As coming of age starts to reside in Young’s mind, there is a parallel, platoon-wide upsurge in hesitant yet expressed intimacy that mutes the caustic corporals and supercilious sergeants, and domesticates the predictable loneliness and other atrocities yoked to war:

“We pop one another’s back zits and apply baby oil to naked shimmering backs to ensure even tans.

“We call this brotherhood.

“You’re all a bunch of queers, says an outsider.

“Spartans fucked each other all the time, we say.

“You fight harder for someone you love, we say.

“Don’t you want to be loved? We ask.

“What happens in the field stays in the field, we say.

“We say those things for shock, for a laugh, but there is truth to them…We are trying to figure it out, trying to find ourselves in a world of testosterone and violence…we’ve learned to fear those intimate feelings, those intense moments of love that swell inside us.”

Young’s saga is infused with trauma, toughing it out, and TLC. But, ironically, it is not a work that defines battle directly because Young never gets to kill. Apple is about the myriad psychological conflicts associated with concentrated exposure to combat.

The war in Iraq was apparently a poorly envisioned response to 9/11 and alluring opportunities for oil. According to Young, terrorism could have been contained in the airports. Despite his objections to some policies, however, this Marine’s love for America — a separate issue altogether — is staunch, steadfast, and sound — from enlistment to exit.

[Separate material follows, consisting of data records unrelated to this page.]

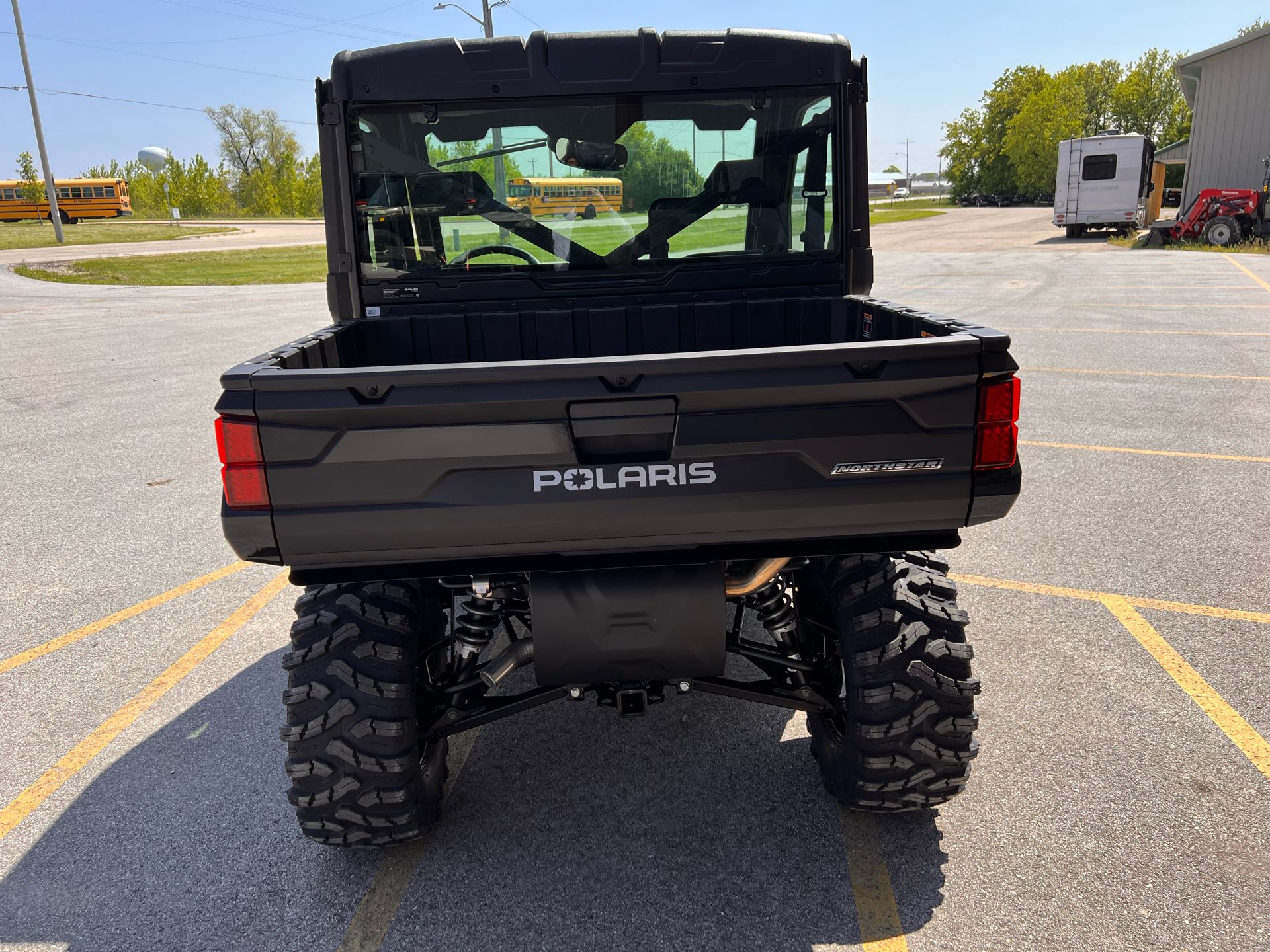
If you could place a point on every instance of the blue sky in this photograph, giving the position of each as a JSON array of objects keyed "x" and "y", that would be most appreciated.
[{"x": 926, "y": 61}]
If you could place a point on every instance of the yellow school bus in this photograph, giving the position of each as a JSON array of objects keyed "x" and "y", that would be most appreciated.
[
  {"x": 77, "y": 200},
  {"x": 582, "y": 197}
]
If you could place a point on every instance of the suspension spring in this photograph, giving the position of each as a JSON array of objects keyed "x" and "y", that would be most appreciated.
[
  {"x": 476, "y": 627},
  {"x": 775, "y": 608}
]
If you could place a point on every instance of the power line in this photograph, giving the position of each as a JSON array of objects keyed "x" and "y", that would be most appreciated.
[
  {"x": 259, "y": 19},
  {"x": 139, "y": 102},
  {"x": 525, "y": 18},
  {"x": 189, "y": 42},
  {"x": 328, "y": 20},
  {"x": 312, "y": 30},
  {"x": 165, "y": 59}
]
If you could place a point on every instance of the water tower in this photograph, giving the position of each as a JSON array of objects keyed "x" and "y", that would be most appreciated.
[{"x": 155, "y": 159}]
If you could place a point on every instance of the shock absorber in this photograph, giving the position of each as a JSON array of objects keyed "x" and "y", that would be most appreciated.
[
  {"x": 473, "y": 629},
  {"x": 476, "y": 627},
  {"x": 775, "y": 608}
]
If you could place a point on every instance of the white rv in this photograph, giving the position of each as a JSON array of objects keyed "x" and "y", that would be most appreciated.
[{"x": 1103, "y": 183}]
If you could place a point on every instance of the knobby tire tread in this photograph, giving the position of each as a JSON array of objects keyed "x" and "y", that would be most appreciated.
[
  {"x": 905, "y": 735},
  {"x": 360, "y": 774}
]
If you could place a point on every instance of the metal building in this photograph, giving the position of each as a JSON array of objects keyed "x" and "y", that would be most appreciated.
[{"x": 1228, "y": 92}]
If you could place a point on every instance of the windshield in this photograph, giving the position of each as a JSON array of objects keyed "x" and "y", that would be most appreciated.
[{"x": 632, "y": 182}]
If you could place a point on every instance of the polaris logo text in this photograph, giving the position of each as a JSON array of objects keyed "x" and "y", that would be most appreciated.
[
  {"x": 887, "y": 466},
  {"x": 658, "y": 474}
]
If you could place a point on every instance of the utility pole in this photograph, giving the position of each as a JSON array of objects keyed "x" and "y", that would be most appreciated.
[
  {"x": 487, "y": 23},
  {"x": 50, "y": 186}
]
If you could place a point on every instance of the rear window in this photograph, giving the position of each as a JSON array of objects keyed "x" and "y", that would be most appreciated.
[{"x": 1097, "y": 167}]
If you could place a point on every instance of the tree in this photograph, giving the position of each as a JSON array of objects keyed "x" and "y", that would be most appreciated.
[
  {"x": 251, "y": 139},
  {"x": 1050, "y": 114},
  {"x": 654, "y": 169},
  {"x": 30, "y": 184},
  {"x": 1150, "y": 99},
  {"x": 963, "y": 139},
  {"x": 974, "y": 141}
]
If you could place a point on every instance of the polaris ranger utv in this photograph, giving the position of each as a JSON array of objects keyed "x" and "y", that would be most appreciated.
[{"x": 621, "y": 446}]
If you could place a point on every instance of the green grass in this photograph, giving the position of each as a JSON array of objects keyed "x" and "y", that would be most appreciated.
[
  {"x": 33, "y": 234},
  {"x": 603, "y": 239},
  {"x": 1253, "y": 247},
  {"x": 888, "y": 216},
  {"x": 259, "y": 266},
  {"x": 308, "y": 263},
  {"x": 913, "y": 204}
]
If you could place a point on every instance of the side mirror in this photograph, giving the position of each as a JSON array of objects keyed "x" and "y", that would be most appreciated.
[{"x": 593, "y": 157}]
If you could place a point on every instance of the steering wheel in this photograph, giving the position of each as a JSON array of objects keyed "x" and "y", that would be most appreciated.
[{"x": 494, "y": 251}]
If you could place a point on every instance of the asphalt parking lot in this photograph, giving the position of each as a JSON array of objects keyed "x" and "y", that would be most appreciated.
[{"x": 1121, "y": 617}]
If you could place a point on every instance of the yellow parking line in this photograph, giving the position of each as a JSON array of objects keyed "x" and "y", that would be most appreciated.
[
  {"x": 1183, "y": 607},
  {"x": 8, "y": 664},
  {"x": 17, "y": 810},
  {"x": 1246, "y": 272},
  {"x": 880, "y": 930},
  {"x": 1143, "y": 374},
  {"x": 1147, "y": 452},
  {"x": 1232, "y": 724}
]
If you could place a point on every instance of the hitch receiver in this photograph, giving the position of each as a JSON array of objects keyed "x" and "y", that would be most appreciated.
[{"x": 632, "y": 702}]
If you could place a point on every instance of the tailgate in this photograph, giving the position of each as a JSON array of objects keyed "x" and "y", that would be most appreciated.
[{"x": 610, "y": 455}]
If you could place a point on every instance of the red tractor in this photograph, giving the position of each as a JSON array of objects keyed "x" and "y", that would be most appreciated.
[{"x": 1221, "y": 216}]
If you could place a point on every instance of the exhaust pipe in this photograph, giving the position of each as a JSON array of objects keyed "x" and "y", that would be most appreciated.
[
  {"x": 513, "y": 656},
  {"x": 763, "y": 571}
]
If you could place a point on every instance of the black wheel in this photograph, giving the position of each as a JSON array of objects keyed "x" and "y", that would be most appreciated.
[
  {"x": 904, "y": 735},
  {"x": 361, "y": 775},
  {"x": 1222, "y": 231}
]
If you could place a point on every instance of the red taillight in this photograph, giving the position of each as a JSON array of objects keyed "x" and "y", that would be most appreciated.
[
  {"x": 238, "y": 442},
  {"x": 996, "y": 444}
]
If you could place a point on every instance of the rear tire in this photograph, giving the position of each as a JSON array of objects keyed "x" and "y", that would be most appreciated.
[
  {"x": 361, "y": 775},
  {"x": 904, "y": 736},
  {"x": 1222, "y": 231}
]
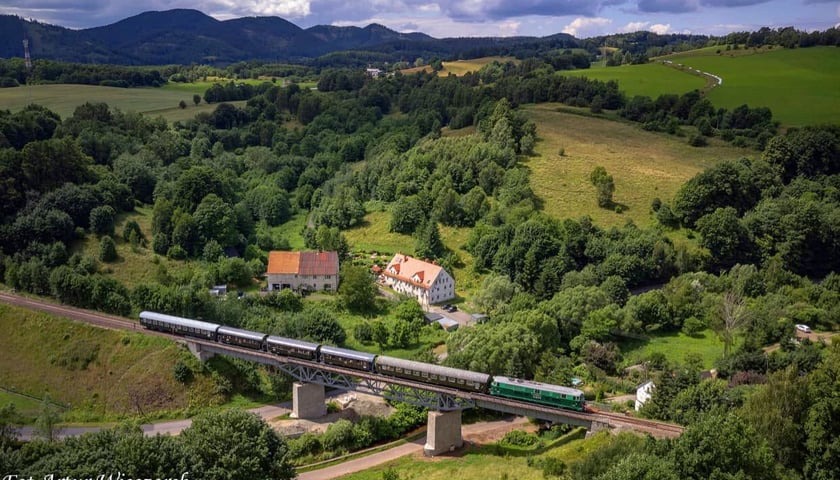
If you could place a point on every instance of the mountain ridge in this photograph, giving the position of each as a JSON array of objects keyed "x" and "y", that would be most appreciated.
[{"x": 183, "y": 36}]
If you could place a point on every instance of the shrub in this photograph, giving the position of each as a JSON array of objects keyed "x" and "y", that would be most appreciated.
[
  {"x": 182, "y": 372},
  {"x": 655, "y": 204},
  {"x": 518, "y": 438},
  {"x": 176, "y": 252},
  {"x": 697, "y": 141},
  {"x": 363, "y": 332},
  {"x": 107, "y": 249},
  {"x": 339, "y": 436},
  {"x": 102, "y": 220},
  {"x": 692, "y": 326}
]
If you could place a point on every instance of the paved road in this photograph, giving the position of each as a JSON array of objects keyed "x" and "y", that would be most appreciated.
[{"x": 481, "y": 432}]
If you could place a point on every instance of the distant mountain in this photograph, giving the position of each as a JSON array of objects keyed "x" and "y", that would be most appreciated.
[{"x": 189, "y": 36}]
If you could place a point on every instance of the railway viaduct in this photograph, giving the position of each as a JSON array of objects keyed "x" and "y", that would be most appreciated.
[{"x": 444, "y": 404}]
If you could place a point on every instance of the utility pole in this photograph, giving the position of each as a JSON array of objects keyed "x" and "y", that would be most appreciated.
[{"x": 28, "y": 63}]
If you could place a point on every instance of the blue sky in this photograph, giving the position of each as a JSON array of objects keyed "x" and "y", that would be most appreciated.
[{"x": 451, "y": 18}]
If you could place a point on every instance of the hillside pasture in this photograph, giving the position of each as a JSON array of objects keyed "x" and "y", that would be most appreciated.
[
  {"x": 645, "y": 165},
  {"x": 800, "y": 85},
  {"x": 461, "y": 67},
  {"x": 63, "y": 99},
  {"x": 650, "y": 79}
]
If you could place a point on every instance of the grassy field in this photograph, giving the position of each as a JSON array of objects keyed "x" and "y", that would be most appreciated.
[
  {"x": 460, "y": 67},
  {"x": 63, "y": 99},
  {"x": 644, "y": 165},
  {"x": 674, "y": 347},
  {"x": 133, "y": 265},
  {"x": 102, "y": 374},
  {"x": 27, "y": 408},
  {"x": 800, "y": 86},
  {"x": 651, "y": 79},
  {"x": 489, "y": 462}
]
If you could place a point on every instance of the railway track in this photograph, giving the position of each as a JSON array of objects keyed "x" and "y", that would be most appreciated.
[{"x": 118, "y": 323}]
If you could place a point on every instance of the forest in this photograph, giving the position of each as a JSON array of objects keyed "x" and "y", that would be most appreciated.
[{"x": 559, "y": 292}]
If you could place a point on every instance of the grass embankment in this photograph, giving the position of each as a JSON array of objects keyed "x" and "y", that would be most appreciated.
[
  {"x": 645, "y": 165},
  {"x": 490, "y": 461},
  {"x": 650, "y": 79},
  {"x": 102, "y": 374},
  {"x": 799, "y": 85},
  {"x": 460, "y": 67}
]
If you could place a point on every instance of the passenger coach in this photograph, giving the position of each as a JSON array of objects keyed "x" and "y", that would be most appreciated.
[{"x": 179, "y": 326}]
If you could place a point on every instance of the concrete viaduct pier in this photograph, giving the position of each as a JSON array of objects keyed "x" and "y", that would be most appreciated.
[{"x": 444, "y": 404}]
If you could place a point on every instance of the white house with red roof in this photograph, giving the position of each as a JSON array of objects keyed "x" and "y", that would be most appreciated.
[
  {"x": 303, "y": 270},
  {"x": 427, "y": 282}
]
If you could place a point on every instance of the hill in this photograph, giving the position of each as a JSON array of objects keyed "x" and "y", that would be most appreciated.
[
  {"x": 799, "y": 85},
  {"x": 650, "y": 79},
  {"x": 184, "y": 36}
]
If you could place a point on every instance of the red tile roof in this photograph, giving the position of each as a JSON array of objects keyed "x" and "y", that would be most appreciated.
[
  {"x": 302, "y": 263},
  {"x": 407, "y": 267}
]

David Bruce Smith is the author of 11 books and founder of The Grateful American Foundation, which is celebrating its fifth year of restoring enthusiasm about American history for kids — and adults — through videos, podcasts, and interactive activities, and The Grateful American™ Book Prize for excellence in children’s historical fiction and nonfiction focused on the United States since the country’s founding.